FN sempat bersekolah di kawasan Sukapura, Jakarta Utara, saat duduk di bangku SMP. Saat itu, pelaku masih sering bergaul dan bermain bersama teman-temannya di sekitar komplek. Namun, setelah pindah ke jenjang SMA dan mengikuti ayahnya tinggal di Kelapa Gading, perilakunya berubah menjadi lebih tertutup.

Bahkan dengan pemilik rumah pun, FN tidak pernah menyapa. “Katanya sejak SMA dia lebih banyak di kamar, jarang keluar rumah, bahkan sama orang rumah juga jarang ngobrol,” kata Danny.

Diduga Korban Bullying

Terdapat kesaksian bahwa FN diduga menjadi korban bullying di sekolahnya. Hal itu menurut kesaksian ZA, siswa kelas XI SMAN 72 kepada TribunJakarta, mengatakan terduga pelaku dikenal sebagai sosok yang kerap dibully. Ia selalu terlihat sendiri, dengan gayanya yang khas memakai jas putih.

“Korban dibully di sekolah, dia selalu sendiri ke mana-mana.” “Terus dia sering pakai jas putih, ya gitu lah,” kata ZA.

FN diduga merakit bom secara mandiri dan diledakkan untuk membalas dendam terhadap para pembullynya. “Kaya pengin balas dendam ke korban-korbannya, kaya pengin ke pembully tapi malah ke semuanya,” kata ZA.

ZA juga menjelaskan, ledakan bukan hanya sekali, tapi tiga kali di lokasi berbeda. “Katanya dia tuh ngerakit bomnya sendiri, terus sudah di-timer-in di tiga daerah, yang pertama di musala, kedua di kantin, ketiga di tempat duduk-duduk anak-anaklah,” kata ZA.

ZA sendiri merasakan langsung ledakan yang diduga berasal dari bom rakitan itu.

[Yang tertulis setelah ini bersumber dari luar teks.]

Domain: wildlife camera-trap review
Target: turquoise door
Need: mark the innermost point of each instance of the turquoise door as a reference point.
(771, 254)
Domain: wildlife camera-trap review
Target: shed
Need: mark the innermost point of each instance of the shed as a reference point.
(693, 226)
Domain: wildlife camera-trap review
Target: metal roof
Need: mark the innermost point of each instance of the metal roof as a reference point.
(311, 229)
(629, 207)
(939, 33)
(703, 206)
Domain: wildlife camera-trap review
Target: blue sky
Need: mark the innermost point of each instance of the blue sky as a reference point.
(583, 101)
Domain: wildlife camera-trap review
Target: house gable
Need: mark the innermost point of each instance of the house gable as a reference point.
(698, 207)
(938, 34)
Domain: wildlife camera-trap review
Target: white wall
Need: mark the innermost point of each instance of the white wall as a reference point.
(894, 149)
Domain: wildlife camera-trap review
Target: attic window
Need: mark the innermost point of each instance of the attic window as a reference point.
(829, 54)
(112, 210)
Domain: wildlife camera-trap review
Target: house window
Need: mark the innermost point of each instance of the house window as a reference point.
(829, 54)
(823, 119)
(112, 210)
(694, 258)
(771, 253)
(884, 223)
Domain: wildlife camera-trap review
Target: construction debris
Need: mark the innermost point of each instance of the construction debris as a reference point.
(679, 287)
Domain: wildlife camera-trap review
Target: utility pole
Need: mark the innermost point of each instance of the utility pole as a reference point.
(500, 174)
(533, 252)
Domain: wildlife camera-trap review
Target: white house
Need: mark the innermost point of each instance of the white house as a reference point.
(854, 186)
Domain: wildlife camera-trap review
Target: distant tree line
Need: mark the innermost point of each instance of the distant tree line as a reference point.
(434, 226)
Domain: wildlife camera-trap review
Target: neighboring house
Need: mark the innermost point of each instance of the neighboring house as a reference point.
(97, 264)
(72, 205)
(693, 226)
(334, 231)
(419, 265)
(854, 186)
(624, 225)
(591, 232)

Ada tiga kali ledakan di lokasi berbeda, berawal dari musala. Pertama pas saya di musala itu sekali. Pas saya lari-lari mencar gitu ada yang kedua, ada yang ketiga,” ujarnya.

ZA juga mengonfirmasi bahwa foto yang beredar dengan posisi tergeletak bersimbah darah dengan senjata di dekatnya, adalah terduga pelaku. “Itu terduga pelaku,” kata ZA. “Itu dia di sebelah belakang kantin,” lanjut kata ZA menjelaskan latar lokasi foto terduga pelaku.